He didn't know what to say to that. "I don't know if we are. Why? Do
you want to be?"
"As opposed to being enemies? Definitely," she smiled, and he
reciprocated. It wasn't his fantasy come true, but having this
comfortable bond with her was more than he could've hoped for.
"Then it's a deal. If you want, I'll go patrolling with you, until
you're up to snuff."
"Patrolling? Oh, you mean the slaying thing. Yeah, sure--I need all the
help I can get, at this point. You saw my lack of skills in dealing
with the 80s throwbacks."
He snorted a laugh, then shook his head. "Love, you've still got the
moves. All you have to do is let your body remember, while keeping your
mind separate and open for surprises."
"That's all, huh? And here I thought it was gonna be hard."
"Now, now. Don't be all snippy. If it's really so burdensome for you, I
can always be your punching bag."
She glanced over at him. "Is that a standing offer?"

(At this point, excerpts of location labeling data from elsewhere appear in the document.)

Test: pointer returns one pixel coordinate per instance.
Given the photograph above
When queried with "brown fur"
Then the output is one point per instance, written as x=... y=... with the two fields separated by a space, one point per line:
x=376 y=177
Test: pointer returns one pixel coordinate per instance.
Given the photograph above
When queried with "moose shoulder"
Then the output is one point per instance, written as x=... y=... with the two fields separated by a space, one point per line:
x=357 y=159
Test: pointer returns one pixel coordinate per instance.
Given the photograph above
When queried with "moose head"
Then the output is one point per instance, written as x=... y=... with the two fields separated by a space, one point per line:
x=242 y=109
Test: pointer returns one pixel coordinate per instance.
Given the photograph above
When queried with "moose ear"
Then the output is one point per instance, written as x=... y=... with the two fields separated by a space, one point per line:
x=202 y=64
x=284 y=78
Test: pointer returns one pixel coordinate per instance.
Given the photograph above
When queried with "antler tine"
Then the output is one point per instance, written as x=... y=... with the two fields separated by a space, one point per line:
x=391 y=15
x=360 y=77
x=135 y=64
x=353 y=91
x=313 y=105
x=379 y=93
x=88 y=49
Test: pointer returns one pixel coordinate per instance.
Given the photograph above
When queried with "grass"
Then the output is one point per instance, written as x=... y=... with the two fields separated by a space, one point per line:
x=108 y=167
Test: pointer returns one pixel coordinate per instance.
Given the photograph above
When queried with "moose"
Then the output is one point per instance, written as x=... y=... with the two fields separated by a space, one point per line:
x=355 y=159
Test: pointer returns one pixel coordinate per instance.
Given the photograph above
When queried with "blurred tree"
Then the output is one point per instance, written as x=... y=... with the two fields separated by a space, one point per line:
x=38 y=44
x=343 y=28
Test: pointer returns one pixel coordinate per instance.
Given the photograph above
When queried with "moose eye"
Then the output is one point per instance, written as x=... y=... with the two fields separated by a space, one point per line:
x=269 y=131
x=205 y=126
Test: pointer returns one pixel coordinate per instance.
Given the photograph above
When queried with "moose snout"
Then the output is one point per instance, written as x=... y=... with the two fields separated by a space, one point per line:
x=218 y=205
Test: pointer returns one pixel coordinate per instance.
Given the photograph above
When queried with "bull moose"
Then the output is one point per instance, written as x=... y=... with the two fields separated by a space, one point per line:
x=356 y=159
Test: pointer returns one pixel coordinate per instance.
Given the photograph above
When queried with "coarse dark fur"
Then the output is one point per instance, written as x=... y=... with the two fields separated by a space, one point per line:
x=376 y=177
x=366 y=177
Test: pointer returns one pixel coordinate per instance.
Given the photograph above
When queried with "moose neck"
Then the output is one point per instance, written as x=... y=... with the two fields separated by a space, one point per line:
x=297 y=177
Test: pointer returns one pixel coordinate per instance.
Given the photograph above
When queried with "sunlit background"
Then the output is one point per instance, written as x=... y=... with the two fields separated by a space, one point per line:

"As close as you get from me, pet." He resisted the urge to grab a
cigarette from his coat pocket. There was no need for the cool
posturing, not with her.
"I'll keep that in mind," Buffy answered back. Somehow, they were
already at her house, and she jumped a bit at the sight. "We're here?"
"That we are." Spike watched in a mixture of amusement and befuddlement
as she tried to climb up the tree. "I've heard there's these bloody
amazing things now, Buffy. They're called doors."
She sighed in exasperation for the first time since she'd come back,
and he grinned like a maniac. The fact he could still do this to her
made her lack of memory not quite so bad. "Spike, I can't go in that
way; I crawled out the window so no one knew I left. Plus, I...uh,
don't have a key."
He continued to watch as she tried to reach the lowest branch. "Need a
boost?"
"Uh, *yeah*. If it doesn't cut into your busy social life."
"Why don't we skip the whole tree thing and go straight for the roof?"
He replied, and led her over to the corner of the porch. "I'll give you
a hand up, then all you have to do is let instinct take over."
"I don't know...it doesn't look like there's a way up from here."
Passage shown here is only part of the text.